Re: [xsl] Collapsing run-on tag chains not working in saxon or xalan

Subject: Re: [xsl] Collapsing run-on tag chains not working in saxon or xalan
From: Wendell Piez <wapiez@xxxxxxxxxxxxxxxx>
Date: Mon, 01 Nov 2004 15:06:25 -0500
Richard,

I'm guessing you are seeing what you see because MSXML is stripping all the whitespace-only text nodes from your input. Strictly speaking it should not be doing this, although in your case this bit of non-conformance proves to be a "feature" since you are traversing the preceding-sibling axis looking for the next element back, and you aren't expecting those nodes to be there.

To make sure they get stripped by all processors and not just by MSXML (which takes this liberty without asking), you could use

<xsl:strip-space elements="*"/>

at the top of your stylesheet. Your stylesheet will then behave in MSXML the way it does in the more strictly conformant and less "helpful" processors. Note, however, that this isn't a very robust solution unless you have purely data-oriented XML (that is, no mixed content, wherein both element markup and text are to be found together, and in which whitespace-only text nodes are very occasionally "really there"), in which case it's safe enough -- but your XML isn't like this.

Another approach would be to write heavier-duty code to filter these nodes out.
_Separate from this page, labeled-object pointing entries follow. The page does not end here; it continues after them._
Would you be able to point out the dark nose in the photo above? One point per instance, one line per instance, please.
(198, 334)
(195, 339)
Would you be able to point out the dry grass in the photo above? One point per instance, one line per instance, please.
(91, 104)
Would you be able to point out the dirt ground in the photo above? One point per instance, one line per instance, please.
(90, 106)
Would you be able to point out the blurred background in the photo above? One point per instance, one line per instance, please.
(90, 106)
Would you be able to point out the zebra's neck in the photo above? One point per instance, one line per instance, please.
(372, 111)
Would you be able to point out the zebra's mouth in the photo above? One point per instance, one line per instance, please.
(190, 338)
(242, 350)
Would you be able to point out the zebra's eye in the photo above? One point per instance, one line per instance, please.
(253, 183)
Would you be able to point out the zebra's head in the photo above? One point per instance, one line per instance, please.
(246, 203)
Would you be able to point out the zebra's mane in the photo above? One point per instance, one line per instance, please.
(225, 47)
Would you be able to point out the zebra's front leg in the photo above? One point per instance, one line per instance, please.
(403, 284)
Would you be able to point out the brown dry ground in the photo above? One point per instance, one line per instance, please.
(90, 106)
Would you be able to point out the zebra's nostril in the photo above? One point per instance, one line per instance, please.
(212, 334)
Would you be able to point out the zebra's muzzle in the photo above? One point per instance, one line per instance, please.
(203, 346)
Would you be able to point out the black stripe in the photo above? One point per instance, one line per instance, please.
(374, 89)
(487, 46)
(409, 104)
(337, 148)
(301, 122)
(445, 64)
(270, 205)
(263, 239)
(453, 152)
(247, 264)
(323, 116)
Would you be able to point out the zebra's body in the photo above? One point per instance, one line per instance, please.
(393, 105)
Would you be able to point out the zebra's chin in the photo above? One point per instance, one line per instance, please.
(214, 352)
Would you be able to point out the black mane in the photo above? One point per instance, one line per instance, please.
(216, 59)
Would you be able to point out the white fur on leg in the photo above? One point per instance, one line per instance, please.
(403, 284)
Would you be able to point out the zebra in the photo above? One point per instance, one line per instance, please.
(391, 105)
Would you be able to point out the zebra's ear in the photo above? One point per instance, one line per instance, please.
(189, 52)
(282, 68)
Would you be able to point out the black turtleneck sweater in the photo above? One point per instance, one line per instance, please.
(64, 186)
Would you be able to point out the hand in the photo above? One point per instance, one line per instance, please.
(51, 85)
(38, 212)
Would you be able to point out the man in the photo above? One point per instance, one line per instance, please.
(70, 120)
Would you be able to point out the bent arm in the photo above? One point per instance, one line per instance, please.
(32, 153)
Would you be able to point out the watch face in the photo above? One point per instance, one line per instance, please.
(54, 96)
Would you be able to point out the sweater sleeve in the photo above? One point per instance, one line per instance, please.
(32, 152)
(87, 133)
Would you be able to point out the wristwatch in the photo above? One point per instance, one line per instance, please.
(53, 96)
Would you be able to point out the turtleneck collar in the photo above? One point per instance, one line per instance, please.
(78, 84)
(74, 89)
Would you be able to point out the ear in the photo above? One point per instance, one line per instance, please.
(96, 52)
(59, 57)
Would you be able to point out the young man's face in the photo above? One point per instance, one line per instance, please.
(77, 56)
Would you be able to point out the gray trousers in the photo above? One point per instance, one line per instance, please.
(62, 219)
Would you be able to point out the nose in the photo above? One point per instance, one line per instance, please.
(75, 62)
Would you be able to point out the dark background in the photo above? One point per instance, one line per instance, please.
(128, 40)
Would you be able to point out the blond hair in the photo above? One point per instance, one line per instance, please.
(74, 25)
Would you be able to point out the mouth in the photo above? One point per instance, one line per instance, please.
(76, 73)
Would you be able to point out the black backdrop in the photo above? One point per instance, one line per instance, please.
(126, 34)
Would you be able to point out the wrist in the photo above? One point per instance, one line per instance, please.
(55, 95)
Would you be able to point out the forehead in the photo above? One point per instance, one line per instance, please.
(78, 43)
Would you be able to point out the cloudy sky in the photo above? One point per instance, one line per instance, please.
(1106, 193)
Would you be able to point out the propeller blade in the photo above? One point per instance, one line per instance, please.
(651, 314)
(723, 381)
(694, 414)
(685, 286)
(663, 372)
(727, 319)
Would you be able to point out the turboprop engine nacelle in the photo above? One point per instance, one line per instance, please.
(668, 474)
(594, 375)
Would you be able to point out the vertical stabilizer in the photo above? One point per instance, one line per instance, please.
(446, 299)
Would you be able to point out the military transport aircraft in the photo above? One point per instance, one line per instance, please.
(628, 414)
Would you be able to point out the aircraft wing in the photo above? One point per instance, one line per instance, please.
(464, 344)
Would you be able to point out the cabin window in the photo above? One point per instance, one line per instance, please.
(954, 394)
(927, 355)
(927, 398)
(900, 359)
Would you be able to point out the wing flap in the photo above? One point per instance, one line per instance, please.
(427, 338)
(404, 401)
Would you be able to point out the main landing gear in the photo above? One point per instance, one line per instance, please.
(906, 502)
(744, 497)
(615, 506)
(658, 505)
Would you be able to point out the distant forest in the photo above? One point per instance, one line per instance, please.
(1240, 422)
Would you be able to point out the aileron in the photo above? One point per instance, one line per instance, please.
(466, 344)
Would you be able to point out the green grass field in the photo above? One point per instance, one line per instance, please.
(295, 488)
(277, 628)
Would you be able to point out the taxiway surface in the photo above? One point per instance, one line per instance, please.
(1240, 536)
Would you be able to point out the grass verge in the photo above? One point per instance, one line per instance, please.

Where you have:

(local-name(preceding-sibling::node()[1])='ilink')

you could use, instead,

(local-name(preceding-sibling::node()[self::* or normalize-space()][1])='ilink')

or better (the same in stronger XPath)

preceding-sibling::node()[self::* or normalize-space()][1]/self::ilink

which says, basically, "the first preceding-sibling node that is either an element or has a non-whitespace string value, if it's an ilink element".

This will work in any processor irrespective of whether you have "cosmetic" whitespace in your input.

Another approach is to make sure that there is never such invisible content in your input; it's probably good practice to keep cosmetic whitespace out of documents with mixed content (or at least to manage it very carefully) in any case.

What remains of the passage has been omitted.